Authentic Interpretation at the Big Pit, Wales

Authenticity is not usually a term we come across in interpretation literature with the exception of writings on costumed interpretation of various kinds [1].   Interpreters tend to treat authenticity as a given: we base our interpretation on sound research and so it must be authentic [2].   However, my recent visit to the Big Pit National Mining Museum in Blaenavon, Wales, suggests to me that there is interpretation, and then there is authentic interpretation [3].

Very little seems to have been changed about the physical environment of the Big Pit coal mine. Visitors enter the same hall as the miners did to go down the shaft. They are handed hard hats and helmet lights as well as a gas mask – again, much like the miners were.  Many of the original signs are still on the wall, and the notice for visitors to leave behind any battery-operated items and lighters etc. is merely a repeat of another sign that reminded miners of the safety precautions prescribed by law (and it is of the same home-made style too).

The underground tour of the mine was led by a gentleman who had actually worked in the mine up until the time it was closed in the 1980s.   The same appears to have been true for the other men we met along the way: about 20 ex-miners now serve as tour guides.  Our guide pointed out that the site is still very much run like the working mine was run: there are electricians, firemen checking the gas levels and men looking after the shaft.  The conditions in the mine tunnels we saw appeared to be essentially the same as they used to be also. Certainly there were no lights beyond our helmet lights to make the space more inviting, nor was the floor groomed to make walking as easy and as comfortable as possible. In fact, I experienced a continuous sensation of unease: I hated being in the dark, and the low ceilings and rusting steel frames had me in constant worry.

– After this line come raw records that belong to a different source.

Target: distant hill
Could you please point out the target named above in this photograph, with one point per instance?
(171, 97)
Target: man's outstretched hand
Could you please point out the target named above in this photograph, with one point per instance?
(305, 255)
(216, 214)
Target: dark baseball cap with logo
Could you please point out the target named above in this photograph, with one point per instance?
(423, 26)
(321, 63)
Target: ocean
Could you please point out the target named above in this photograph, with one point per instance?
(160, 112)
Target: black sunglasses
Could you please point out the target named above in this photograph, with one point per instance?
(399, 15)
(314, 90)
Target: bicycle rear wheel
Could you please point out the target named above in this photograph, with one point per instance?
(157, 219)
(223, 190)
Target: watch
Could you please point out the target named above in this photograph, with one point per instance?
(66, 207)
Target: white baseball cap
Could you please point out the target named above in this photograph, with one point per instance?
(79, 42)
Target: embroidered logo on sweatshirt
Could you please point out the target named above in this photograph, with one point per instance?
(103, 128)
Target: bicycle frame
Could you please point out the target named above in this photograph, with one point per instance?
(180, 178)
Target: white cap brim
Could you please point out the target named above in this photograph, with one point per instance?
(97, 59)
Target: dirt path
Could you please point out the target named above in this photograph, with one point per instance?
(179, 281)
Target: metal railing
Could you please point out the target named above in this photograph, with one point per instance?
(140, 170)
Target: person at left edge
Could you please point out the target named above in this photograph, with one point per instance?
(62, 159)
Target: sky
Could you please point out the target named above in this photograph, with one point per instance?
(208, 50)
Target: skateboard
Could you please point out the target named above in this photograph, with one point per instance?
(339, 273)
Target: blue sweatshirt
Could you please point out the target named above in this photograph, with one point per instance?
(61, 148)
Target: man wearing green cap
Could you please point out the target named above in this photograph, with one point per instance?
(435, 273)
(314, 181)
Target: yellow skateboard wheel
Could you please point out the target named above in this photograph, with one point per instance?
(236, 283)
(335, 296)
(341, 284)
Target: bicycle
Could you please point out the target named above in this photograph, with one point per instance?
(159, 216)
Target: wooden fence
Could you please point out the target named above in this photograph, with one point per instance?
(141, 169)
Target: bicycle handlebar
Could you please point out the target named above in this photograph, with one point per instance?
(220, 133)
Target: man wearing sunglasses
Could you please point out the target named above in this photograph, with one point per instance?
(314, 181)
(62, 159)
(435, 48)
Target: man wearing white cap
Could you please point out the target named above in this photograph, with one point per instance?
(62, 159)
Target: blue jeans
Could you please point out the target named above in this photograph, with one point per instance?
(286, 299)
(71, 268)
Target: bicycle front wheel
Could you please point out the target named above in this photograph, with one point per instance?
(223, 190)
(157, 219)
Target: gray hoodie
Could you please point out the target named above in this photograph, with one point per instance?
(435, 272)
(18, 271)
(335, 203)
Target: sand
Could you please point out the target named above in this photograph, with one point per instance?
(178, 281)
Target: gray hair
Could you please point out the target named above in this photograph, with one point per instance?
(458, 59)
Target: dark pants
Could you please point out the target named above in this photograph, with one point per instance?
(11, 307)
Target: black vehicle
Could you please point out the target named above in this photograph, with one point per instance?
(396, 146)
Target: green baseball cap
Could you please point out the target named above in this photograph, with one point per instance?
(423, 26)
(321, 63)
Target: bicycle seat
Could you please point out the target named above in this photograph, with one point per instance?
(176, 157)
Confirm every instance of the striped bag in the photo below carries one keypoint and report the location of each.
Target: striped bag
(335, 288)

But in terms of authenticity, nothing I have seen beats this site.  Of course one might argue that much of that authenticity will disappear with the ex-miner tour guides as they go into retirement one by one (our guide is due to retire next year). And yet other areas of the museum showed that authenticity can be achieved even without a personal presence.

The bath house on site provided the space for the exhibition. Items that belonged to miners were placed in lockers alongside descriptions and sound bites of the lives and stories of their owners. There are also pictures of miners in this very space, and again it felt like visitors had stepped in right after the miners had left. Their voices rang in the space like they might have done when the mine was in use, and it took very little imagination to visualise the men scrubbing off the dust and dirt of the tunnels we’d just seen.

So what made this site feel more authentic than others? The ex-miner tour guides were hugely important, there is no doubt about that. However, what I think was even more crucial was that visitors were ‘kitted out’ much like the miners had been in a space that was largely unchanged. This allowed us to live the experience and engage directly with the environment of the mine. Above ground the experience continued as the interpretation supported rather than explained the site.

For authentic interpretation this suggests two things: first, interpretation should facilitate a site’s telling of its own story, rather than tell that story for the site. Second, as much as possible interpretation should allow visitors to participate in that story instead of banishing them to the passive role of spectator. The experience at the Big Pit showed that interpretation does not require obvious intervention but may instead consist of using a site’s existing resources and seamlessly managing and facilitating visitors’ engagement with these.

Notes

[1] See for example Magelssen, S (2004) ‘Performance Practices of [Living] Open-Air Museums (And a New look at ‘Skansen’ in American living Museum Discourse)’. Theatre History Studies (24), 125 – 149

[2] Elsewhere I have already pointed out that in fact interpretation necessarily requires a degree of selection. That selection in itself has an impact on authenticity. Add to that considerations of personal perception, the minefield of communication media and finally, the eye of the beholder, and authenticity quickly slips from our firm grasp like a wriggling fish. To complicate matters even further, a look at discussions of authenticity in tourism literature reveals that authenticity may never have been the clear-cut concept we thought it to be. Centred on cultural practices, opinions vary widely from the modernist point of view that says authenticity is objective and inherent to the activity, to the postmodernist view that dismisses authenticity as irrelevant: tourists don’t care (say the postmodernists; for an overview see Reisinger, Y., Steiner, C.J. (2006) ‘Reconceptualizing Object Authenticity.’ Annals of Tourism Research 33, (1) 65 – 86).

[3] To proclaim the existence of authentic interpretation in light of what I’ve just written under note No. 2 may seem contradictory. However, in my view, authenticity does exist at heritage sites, both on an object level and on an experience level, the latter being defined by the stakeholders, i.e. those whose heritage it is. Similar to significance, there may be various versions of authenticity, and the challenge for the interpreter is to find a way to do justice to all of them.